Tapisserie, réalisée en ajoutant du bois et une ficelle à une feuille B4 pour la suspendre au mur : supplément de 550 yens pour le matériel
Andon, réalisé en fixant quatre cartes postales sur une structure en bois : supplément de 980 yens pour le matériel
Fabrication d’un carnet de goshuin avec le papier produit : supplément de 3 000 yens pour le matériel et le cours
Accès
À 9 minutes à pied de la sortie 24 de la gare Karasuma sur la ligne Hankyu Kyoto ou de la station Shijō sur la ligne Karasuma du métro municipal de Kyoto
Il n’y a pas de parking. Il est recommandé de venir en transports en commun.
Site officiel
Site officiel

Accueil et explications

Une fois l’inscription à l’atelier terminée, une brève explication de la méthode de fabrication du papier est donnée.
La plante appelée kōzo constitue tout d’abord une matière première indispensable à la fabrication du washi.
Le washi est produit à partir de l’écorce du kōzo. Une branche de cette plante est présentée aux participants.

Branche de kōzo
Branche de kōzo

Elle donne l’impression d’être longue et étonnamment fine. L’écorce du kōzo est cuite à la vapeur pendant environ 3 heures afin de faciliter son retrait. Après avoir été soigneusement retirée à la main, branche par branche, elle est séchée. Elle est ensuite cuite pendant environ 3 heures supplémentaires, puis lavée et battue pour séparer les fibres.

Écorce de kōzo
Écorce de kōzo

Dans la cuve, les fibres ainsi battues sont soigneusement mélangées à de l’eau et à un liquide visqueux appelé neri.

Fibres séparées
Fibres séparées

Le neri joue un rôle discret, mais essentiel dans la fabrication du washi. Il s’agit d’un mucilage visqueux extrait des racines d’une plante appelée tororoaoi. Son ajout ralentit le passage de l’eau à travers le tamis et permet de répartir uniformément les fibres. Le papier devient ainsi plus facile à former et sa finition est plus soignée.

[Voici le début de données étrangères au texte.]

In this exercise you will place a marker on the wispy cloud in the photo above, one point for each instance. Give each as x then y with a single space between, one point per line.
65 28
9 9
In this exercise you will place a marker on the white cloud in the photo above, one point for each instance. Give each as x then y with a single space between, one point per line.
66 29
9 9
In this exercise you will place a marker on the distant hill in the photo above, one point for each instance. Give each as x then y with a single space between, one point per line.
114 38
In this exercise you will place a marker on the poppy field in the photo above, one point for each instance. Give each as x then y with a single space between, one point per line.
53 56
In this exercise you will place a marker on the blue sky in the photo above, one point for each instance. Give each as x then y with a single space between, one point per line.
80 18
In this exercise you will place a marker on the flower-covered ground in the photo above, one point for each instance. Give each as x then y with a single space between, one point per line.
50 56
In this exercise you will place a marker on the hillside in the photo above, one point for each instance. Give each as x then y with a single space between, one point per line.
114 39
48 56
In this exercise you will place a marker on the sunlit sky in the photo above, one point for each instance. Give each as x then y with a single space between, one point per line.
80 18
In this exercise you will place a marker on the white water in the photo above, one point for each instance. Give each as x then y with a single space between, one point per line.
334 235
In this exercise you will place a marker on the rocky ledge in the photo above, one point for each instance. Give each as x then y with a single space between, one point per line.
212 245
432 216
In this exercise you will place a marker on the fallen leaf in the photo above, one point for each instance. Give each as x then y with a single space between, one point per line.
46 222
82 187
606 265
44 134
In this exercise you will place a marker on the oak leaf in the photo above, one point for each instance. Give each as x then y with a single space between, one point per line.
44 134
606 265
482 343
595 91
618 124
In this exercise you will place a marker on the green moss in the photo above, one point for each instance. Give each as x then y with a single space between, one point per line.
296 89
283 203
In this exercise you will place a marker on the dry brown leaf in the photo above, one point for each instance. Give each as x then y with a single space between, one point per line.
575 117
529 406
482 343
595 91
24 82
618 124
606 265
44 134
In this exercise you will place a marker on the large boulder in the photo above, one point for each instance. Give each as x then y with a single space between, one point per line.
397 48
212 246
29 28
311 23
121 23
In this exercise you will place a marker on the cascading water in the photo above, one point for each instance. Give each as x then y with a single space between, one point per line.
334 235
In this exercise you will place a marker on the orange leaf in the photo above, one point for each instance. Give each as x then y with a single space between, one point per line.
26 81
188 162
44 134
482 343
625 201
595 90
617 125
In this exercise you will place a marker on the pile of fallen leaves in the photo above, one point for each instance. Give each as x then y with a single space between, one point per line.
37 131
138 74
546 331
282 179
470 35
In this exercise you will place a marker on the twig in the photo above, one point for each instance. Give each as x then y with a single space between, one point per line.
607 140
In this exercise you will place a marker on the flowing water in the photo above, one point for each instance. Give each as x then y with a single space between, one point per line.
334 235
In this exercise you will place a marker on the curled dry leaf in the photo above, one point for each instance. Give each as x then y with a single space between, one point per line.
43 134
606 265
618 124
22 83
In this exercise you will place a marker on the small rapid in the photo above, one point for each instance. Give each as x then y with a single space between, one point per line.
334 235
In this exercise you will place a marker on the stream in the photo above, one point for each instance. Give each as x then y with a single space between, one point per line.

Intérieur de la cuve contenant un mélange homogène de kōzo, d’eau et de neri
Intérieur de la cuve contenant un mélange homogène de kōzo, d’eau et de neri

Après une brève explication du déroulement de la fabrication, la mise en pratique peut commencer.

S’initier à la fabrication du papier

1. Un cadre en bois appelé sukiwaku est introduit verticalement dans la cuve, perpendiculairement à la surface de l’eau.
Plonger les mains dans cette eau tiède et visqueuse procure une sensation étrange. On y perçoit de douces fibres légères.

Fabrication du papier
Fabrication du papier

Après avoir plongé le cadre en bois dans la cuve, il faut le tirer vers soi et le relever pour recueillir le mélange. L’eau étant visqueuse, le cadre est étonnamment lourd. L’essentiel est de le maintenir fermement afin qu’il ne se décale pas pendant cette opération.
Une fois le mélange recueilli, le cadre est agité deux fois dans le sens longitudinal, puis deux fois dans le sens transversal afin de répartir uniformément la matière première. Ces mouvements permettent aux fibres de s’entremêler. Il faut donc les effectuer lentement, sans se précipiter. L’opération est ensuite répétée une fois. Le poids de l’eau étant encore plus important la deuxième fois, il faut veiller à ce que le cadre ne se décale pas.
M. Hayashi apporte son aide et ses conseils, il n’y a donc aucun problème en cas d’erreur.

2. Une fois la feuille formée, elle est librement décorée avec des fleurs pressées.
Outre des fleurs multicolores comme des fleurs de cerisier et des pissenlits, des feuilles sont également proposées.

Diverses sortes de fleurs pressées
Diverses sortes de fleurs pressées

La visite ayant eu lieu en automne, des feuilles mortes et des feuilles d’érable étaient disponibles.
La sélection de fleurs pressées varierait légèrement selon la saison. Elles permettent de ressentir toute la richesse des quatre saisons japonaises. Il est possible de toutes les utiliser ou de ne choisir que ses préférées.
Il faut toutefois garder à l’esprit que la feuille produite sera ensuite coupée en quatre dans le sens de la longueur et de la largeur. Aucune fleur pressée ne doit donc être placée sur les futures lignes de découpe.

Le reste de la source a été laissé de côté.